We are told that a funeral homily is not a panegyric it is simply to be directed to how the mystery of Christ was played out in the Christians life. As you might know Br. Gilbert was very intuitive. His records show he did not do well in the one fits all school curriculum of the 1950s. Very early on Br. Gilbert felt a call by God to be a religious. His high school was a minor seminary and after high school he tried to enter the Franciscans and for about a year the Benedictines in Louisiana. These were all trials and errors until he discerned a Trappist vocation. Why was this? I think this is what God wanted for him and this is what appealed to him. In a letter to the Abbot expressing his desire to be a monk he stated – and by the way Gilbert could express himself brilliantly in letter writing – in a letter dated Oct. 1960 he concludes by saying, ”I keep you in my prayers Fr. Abbot and the community. Please do the same for me that I may become more united with the Sacred Heart of our Sacramental King. This I so desire. If God wills that I become a Trappist monk, I pray that I may be at least a little like the first Fathers who so earnestly gave their entire self to Him alone.” He adds a PS to this letter: “I just turned twenty on the feast of St. Ursula.” That was Oct. 21st then, in parenthesis he adds,“I am getting old!!”
There is s lively correspondence between Br. Gilbert and Abbot Phillip. We had about 150 monks in the community at the time and Dom Phillip used Fr. Clement to answer all this type of letter. In one letter from New Melleray Br. Gilbert is asked why he left the Benedictines in Louisiana he wrote simply my heart was not there. I find this so insightful. He could have said my heart was not in it but no – “my heart was not there.” Gilbert was a heart person. He discerned things with his heart rather than his head. Our head and our heart do not always agree. When Gilbert said his heart was not there, he is fulfilling the words of St.
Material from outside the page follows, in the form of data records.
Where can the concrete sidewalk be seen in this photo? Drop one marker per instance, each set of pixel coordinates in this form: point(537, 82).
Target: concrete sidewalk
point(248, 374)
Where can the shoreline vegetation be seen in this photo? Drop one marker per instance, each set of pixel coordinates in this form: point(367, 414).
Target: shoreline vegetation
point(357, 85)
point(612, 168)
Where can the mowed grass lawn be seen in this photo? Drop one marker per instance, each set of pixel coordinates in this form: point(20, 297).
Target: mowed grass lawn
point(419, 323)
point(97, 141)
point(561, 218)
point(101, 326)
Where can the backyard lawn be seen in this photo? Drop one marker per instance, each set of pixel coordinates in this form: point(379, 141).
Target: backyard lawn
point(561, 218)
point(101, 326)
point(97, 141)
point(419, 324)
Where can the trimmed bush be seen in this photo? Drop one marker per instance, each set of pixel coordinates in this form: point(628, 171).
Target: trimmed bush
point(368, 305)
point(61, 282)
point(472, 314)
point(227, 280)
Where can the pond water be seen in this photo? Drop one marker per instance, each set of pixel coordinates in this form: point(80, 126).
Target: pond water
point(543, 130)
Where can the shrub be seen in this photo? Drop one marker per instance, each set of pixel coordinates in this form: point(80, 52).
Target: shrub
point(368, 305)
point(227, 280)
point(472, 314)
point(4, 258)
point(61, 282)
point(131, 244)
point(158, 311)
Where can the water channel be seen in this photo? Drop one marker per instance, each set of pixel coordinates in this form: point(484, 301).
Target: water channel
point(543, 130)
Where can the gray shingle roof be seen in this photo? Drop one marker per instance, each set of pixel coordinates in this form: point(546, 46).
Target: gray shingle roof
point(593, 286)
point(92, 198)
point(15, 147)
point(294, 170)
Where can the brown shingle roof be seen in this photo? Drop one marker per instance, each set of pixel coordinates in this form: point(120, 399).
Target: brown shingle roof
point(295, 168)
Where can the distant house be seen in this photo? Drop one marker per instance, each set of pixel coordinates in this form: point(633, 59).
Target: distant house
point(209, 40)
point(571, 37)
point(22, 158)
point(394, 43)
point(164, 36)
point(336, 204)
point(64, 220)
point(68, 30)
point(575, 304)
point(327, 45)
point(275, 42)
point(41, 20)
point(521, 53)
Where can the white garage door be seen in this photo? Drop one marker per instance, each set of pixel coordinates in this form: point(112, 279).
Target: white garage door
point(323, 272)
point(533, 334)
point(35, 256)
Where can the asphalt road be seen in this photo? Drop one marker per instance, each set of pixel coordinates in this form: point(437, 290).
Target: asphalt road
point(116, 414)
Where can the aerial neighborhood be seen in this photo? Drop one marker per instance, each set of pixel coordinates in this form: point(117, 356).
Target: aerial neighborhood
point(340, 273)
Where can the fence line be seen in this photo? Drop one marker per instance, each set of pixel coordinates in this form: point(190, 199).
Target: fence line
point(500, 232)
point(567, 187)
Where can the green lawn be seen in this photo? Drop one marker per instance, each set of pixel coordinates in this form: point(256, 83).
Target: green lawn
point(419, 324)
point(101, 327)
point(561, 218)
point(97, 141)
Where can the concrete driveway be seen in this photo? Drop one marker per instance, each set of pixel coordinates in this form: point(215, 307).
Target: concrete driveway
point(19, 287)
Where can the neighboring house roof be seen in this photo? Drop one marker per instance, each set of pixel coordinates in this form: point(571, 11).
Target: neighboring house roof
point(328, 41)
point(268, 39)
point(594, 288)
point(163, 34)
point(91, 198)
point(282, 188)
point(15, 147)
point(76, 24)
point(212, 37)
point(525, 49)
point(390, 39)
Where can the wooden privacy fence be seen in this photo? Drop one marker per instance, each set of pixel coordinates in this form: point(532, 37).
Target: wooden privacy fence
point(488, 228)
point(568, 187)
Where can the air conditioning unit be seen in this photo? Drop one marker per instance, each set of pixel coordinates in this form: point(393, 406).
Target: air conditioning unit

Augustine that our heart is restless until in rest in God. Gilbert was searching for his heart and a resting place for his heart. St. John of the Cross says our soul lives where it loves more than in the body it animates. Gilbert loved the Trappist ideal. All his monastic life he loved the ideal. We all do but even though our spiritual self does we have to make compromises for the sake of our bodily self. This can be a great cause of our humility. In the long run Br. Gilbert was a humble person. The ideal he loved so much eluded him and his true disposition of kindness and even sweetness became his spirituality. Christ drew him with the strings of love, drew him into the cloister and spoke to his heart, the inner self that is hidden from us and was hidden from Gilbert. Death is when this is all revealed and as Paul says in Colossians, “After all you have died! Your life is hidden now with Christ. When Christ our life appears, then you shall appear with him in glory” Col. 3:3
Jesus said he is going to prepare a place for us and when it is ready, he will come and take us to himself. He did this last Friday for Gilbert and now his heart is revealed and the ideal of giving all to God is fulfilled. His letters reveal a side of Gilbert that not many of us knew. His soul lived where it loved and was restless until it found the source of that love. His ideals are now real and the unreality is burnt away and what was hidden now appears with Christ in glory.